2026 Edition,Histidine (His) will be partially protonated

Understanding how to draw a peptide at physiological pH is a fundamental skill in biochemistry. Physiological pH, typically around 7.4, dictates the ionization state of amino acid side chains and the N- and C-termini, which in turn determines the overall charge and structure of the peptide. This guide will walk you through how to draw the following peptide at physiological pH: MAT, and explain the reasoning behind each step.

The peptide sequence MAT is composed of three amino acids: Methionine (M), Alanine (A), and Threonine (T). To accurately draw this peptide at physiological pH, we need to consider the charge state of each component.

Understanding Amino Acid Ionization at Physiological pH

Amino acids possess ionizable groups, primarily the alpha-amino group, the alpha-carboxyl group, and the side chains of certain amino acids. At physiological pH (approximately 7.4), the following general rules apply:

* Alpha-amino group: With a typical pKa around 9-10, the alpha-amino group is protonated and carries a positive charge (-NH₃⁺).

* Alpha-carboxyl group: With a typical pKa around 2-3, the alpha-carboxyl group is deprotonated and carries a negative charge (-COO⁻).

* Acidic side chains: Aspartic acid (D) and Glutamic acid (E) have side chains with carboxyl groups.
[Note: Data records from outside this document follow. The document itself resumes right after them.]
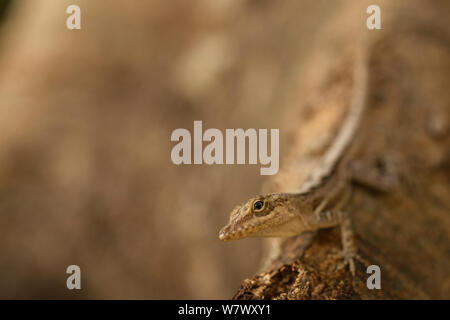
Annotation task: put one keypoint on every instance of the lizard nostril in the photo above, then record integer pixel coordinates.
(258, 205)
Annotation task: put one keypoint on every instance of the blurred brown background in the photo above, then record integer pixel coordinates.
(85, 122)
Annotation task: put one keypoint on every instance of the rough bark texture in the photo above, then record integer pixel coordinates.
(405, 231)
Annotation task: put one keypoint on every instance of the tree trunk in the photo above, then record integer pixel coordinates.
(404, 231)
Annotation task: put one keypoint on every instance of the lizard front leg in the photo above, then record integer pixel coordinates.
(330, 218)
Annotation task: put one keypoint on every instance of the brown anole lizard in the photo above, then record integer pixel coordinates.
(320, 200)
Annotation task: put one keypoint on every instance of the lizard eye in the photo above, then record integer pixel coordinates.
(259, 205)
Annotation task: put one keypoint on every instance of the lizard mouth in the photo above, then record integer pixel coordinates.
(227, 235)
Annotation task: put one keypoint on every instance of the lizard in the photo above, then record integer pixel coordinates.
(319, 202)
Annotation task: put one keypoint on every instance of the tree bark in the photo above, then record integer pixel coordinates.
(404, 231)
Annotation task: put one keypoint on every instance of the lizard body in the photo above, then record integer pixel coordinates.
(319, 201)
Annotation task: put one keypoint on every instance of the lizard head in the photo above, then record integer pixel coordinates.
(261, 216)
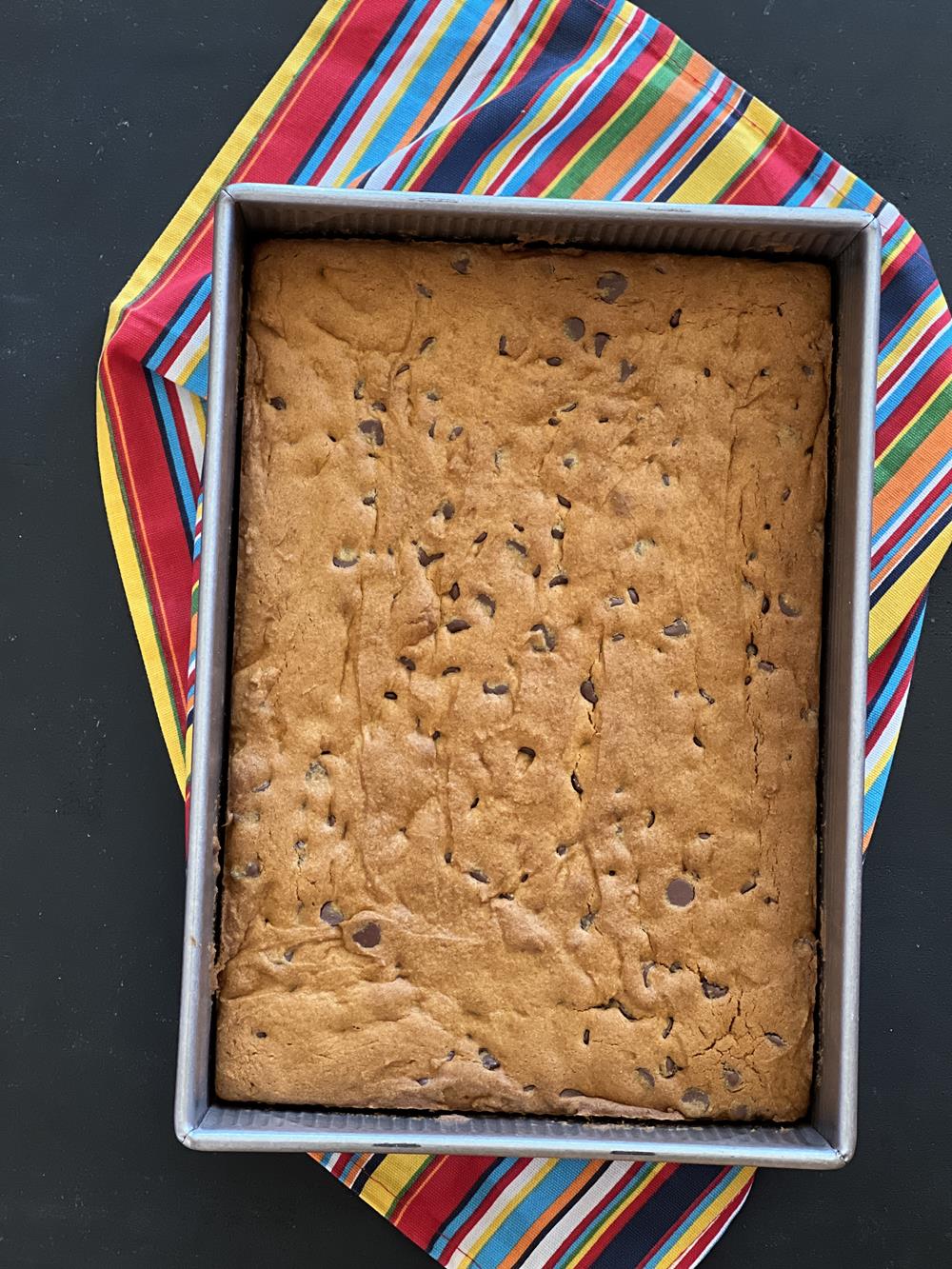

Their pKa values are typically around 3.9 and 4.1 respectively, meaning they will be deprotonated and negatively charged (-COO⁻) at physiological pH.

* Basic side chains: Arginine (R), Lysine (K), and Histidine (H) have basic side chains.

* Arginine has a side chain pKa of about 12.5, so it remains protonated and positively charged (-NH₃⁺) at physiological pH.

* Lysine has a side chain pKa of about 10.5, so it also remains protonated and positively charged (-NH₃⁺) at physiological pH.

* Histidine has a side chain pKa of about 6.0. This means it is *partially* protonated and can carry a positive charge or be neutral at physiological pH. For many general representations, it's often depicted as positively charged, but it's important to note its sensitivity to minor pH fluctuations.

Drawing the Peptide MAT at Physiological pH

Let's break down the following peptide MAT:

1. Methionine (M): Methionine is a neutral amino acid. Its side chain does not have an ionizable group that significantly affects its charge at physiological pH. Therefore, the side chain of Methionine remains non-polar and neutral.

2. Alanine (A): Alanine is another neutral amino acid. Its side chain is a simple methyl group (-CH₃), which is non-polar and does not carry a charge at physiological pH.

3. Threonine (T): Threonine is a polar amino acid but its side chain hydroxyl group has a very high pKa (around 16), meaning it will not be deprotonated and will remain neutral at physiological pH.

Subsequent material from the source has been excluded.